🤖 AI Summary
This work addresses the challenge of achieving high-quality video compression at extremely low bitrates (<0.05 bpp) by proposing a novel framework that integrates implicit neural representations (INRs) with a pretrained video diffusion model. Instead of conventional keyframes, the method employs INRs as semantic conditioning for the diffusion process and jointly optimizes INR weights alongside lightweight adapters to guide hierarchical reconstruction—from coarse semantic layouts to fine-grained texture details—with minimal parameter overhead.
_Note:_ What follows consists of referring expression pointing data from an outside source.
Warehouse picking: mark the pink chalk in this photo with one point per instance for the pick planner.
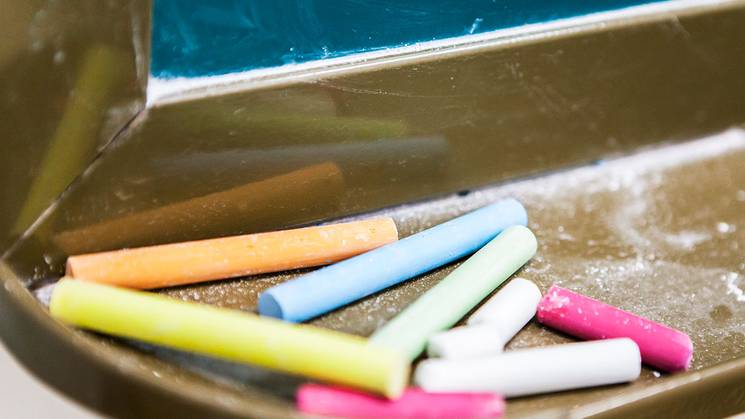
(414, 403)
(661, 346)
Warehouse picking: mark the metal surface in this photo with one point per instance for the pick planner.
(71, 76)
(421, 126)
(659, 233)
Evaluated on UVG, MCL-JCV, and JVET Class-B datasets, the approach significantly outperforms HEVC, VVC, and existing neural codecs, achieving a BD-LPIPS gain of 0.214 and a BD-FID improvement of 91.14, thereby establishing the first perceptually favorable solution for ultra-low-bitrate video compression.
📝 Abstract
We present a perceptually-driven video compression framework integrating implicit neural representations (INRs) and pre-trained video diffusion models to address the extremely low bitrate regime (<0.05 bpp). Our approach exploits the complementary strengths of INRs, which provide a compact video representation, and diffusion models, which offer rich generative priors learned from large-scale datasets. The INR-based conditioning replaces traditional intra-coded keyframes with bit-efficient neural representations trained to estimate latent features and guide the diffusion process. Our joint optimization of INR weights and parameter-efficient adapters for diffusion models allows the model to learn reliable conditioning signals while encoding video-specific information with minimal parameter overhead. Our experiments on UVG, MCL-JCV, and JVET Class-B benchmarks demonstrate substantial improvements in perceptual metrics (LPIPS, DISTS, and FID) at extremely low bitrates, including improvements on BD-LPIPS up to 0.214 and BD-FID up to 91.14 relative to HEVC, while also outperforming VVC and previous strong state-of-the-art neural and INR-only video codecs. Moreover, our analysis shows that INR-conditioned diffusion-based video compression first composes the scene layout and object identities before refining textural accuracy, exposing the semantic-to-visual hierarchy that enables perceptually faithful compression at extremely low bitrates.